Samantha Gallagher, the parent who posted it online, wrote that it "just goes to show how universal this subject is!"

"We're happy that at the end of a long school day she'll get to come home and unwind and be a kid ... go outside to play, make new friends, spend more time as a family," Gallagher told CBS News.

Young has been teaching in Godly for about eight years, according to her biography on the school district's website. She lives with her husband and her young son in Joshua, a small city south of Fort Worth, the site said.

"My family revolves around a love of God, sports, and hunting," she wrote in her bio. "I love to travel, shop, make crafts, go out to eat and spend time with the people I love."A teacher in the Dallas-Fort Worth region isn't the only one who doesn't assign homework. An Austin area teacher hasn't doled out homework to his students for the past two years.

"Kids love it and my test scores have been great!" said Patrick Hinson, who teaches Advanced Placement Biology and is the student council sponsor at the high-performing Lake Travis High School.

As the majority of students across the country routinely are assigned homework, such no-homework policies appear rare. The North Texas teacher's letter to parents last week saying she would not be assigning homework to her second graders went viral.

Teacher Brandy Young said in her letter that research has been unable to prove that homework improves student performance. She asked her parents that in place of the time spent on school assignments at home, that they spend their evenings eating dinner as a family, reading together, playing outside and getting their child to bed early. The note, which was posted by a parent on Facebook, had more than 74,000 shares by this week.

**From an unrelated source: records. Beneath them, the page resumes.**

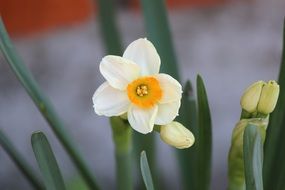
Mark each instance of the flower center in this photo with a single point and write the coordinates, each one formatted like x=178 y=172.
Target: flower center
x=144 y=92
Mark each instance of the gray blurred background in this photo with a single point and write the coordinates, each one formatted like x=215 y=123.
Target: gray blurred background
x=231 y=44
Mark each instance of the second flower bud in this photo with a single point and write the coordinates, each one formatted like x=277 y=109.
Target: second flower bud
x=260 y=97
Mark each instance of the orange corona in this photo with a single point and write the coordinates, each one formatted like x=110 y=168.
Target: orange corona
x=144 y=92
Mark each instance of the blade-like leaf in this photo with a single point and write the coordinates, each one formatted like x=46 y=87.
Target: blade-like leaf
x=44 y=105
x=122 y=137
x=158 y=32
x=274 y=166
x=188 y=157
x=109 y=29
x=20 y=162
x=204 y=140
x=47 y=162
x=253 y=158
x=146 y=172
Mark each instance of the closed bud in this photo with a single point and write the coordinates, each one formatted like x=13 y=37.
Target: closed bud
x=250 y=98
x=175 y=134
x=268 y=98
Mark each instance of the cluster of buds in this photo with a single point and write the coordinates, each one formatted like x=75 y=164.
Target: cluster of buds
x=260 y=97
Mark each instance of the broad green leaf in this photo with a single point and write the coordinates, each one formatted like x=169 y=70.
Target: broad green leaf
x=44 y=106
x=204 y=140
x=146 y=172
x=158 y=32
x=253 y=158
x=188 y=157
x=122 y=137
x=20 y=162
x=274 y=156
x=109 y=29
x=47 y=163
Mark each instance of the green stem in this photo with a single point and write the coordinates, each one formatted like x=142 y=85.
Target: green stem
x=44 y=106
x=122 y=136
x=20 y=162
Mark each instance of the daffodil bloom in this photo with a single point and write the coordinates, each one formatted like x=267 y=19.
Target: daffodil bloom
x=134 y=86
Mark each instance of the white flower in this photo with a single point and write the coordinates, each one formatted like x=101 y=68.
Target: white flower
x=134 y=86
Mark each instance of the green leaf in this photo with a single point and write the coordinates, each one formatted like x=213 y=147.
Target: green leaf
x=146 y=172
x=188 y=157
x=204 y=140
x=47 y=162
x=20 y=162
x=253 y=158
x=44 y=105
x=158 y=32
x=122 y=137
x=274 y=166
x=109 y=29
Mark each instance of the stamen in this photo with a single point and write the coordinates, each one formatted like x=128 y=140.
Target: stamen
x=142 y=90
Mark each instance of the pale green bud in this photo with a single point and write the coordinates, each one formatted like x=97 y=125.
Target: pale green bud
x=250 y=98
x=268 y=98
x=175 y=134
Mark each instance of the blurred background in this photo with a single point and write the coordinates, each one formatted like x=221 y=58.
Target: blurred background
x=230 y=43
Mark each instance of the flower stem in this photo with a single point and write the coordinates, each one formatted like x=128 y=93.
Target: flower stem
x=122 y=137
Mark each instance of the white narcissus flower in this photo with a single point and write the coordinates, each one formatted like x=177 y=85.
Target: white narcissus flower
x=134 y=86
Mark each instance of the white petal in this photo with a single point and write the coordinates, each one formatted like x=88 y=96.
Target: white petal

Parent Samantha Gallagher said in her post her daughter is "loving her new teacher already!"

Hinson told the American-Statesman by phone that his son spent two hours on homework as a fourth-and-fifth grader. "There's no family time," he said.

Hinson, a 14-year teaching veteran, said he examined his homework policy after looking at the schedules of his students, who were taking other AP courses, were participating in school clubs and extracurricular activities and working part-time jobs. He said students are much busier than when he was in school.

"If I can take one thing off their plate and keep them learning," then why not, he said.

His strategy appears to be working for his 11th and 12th grade students: "My kids ended up enjoying class more and performance was better. AP scores went up."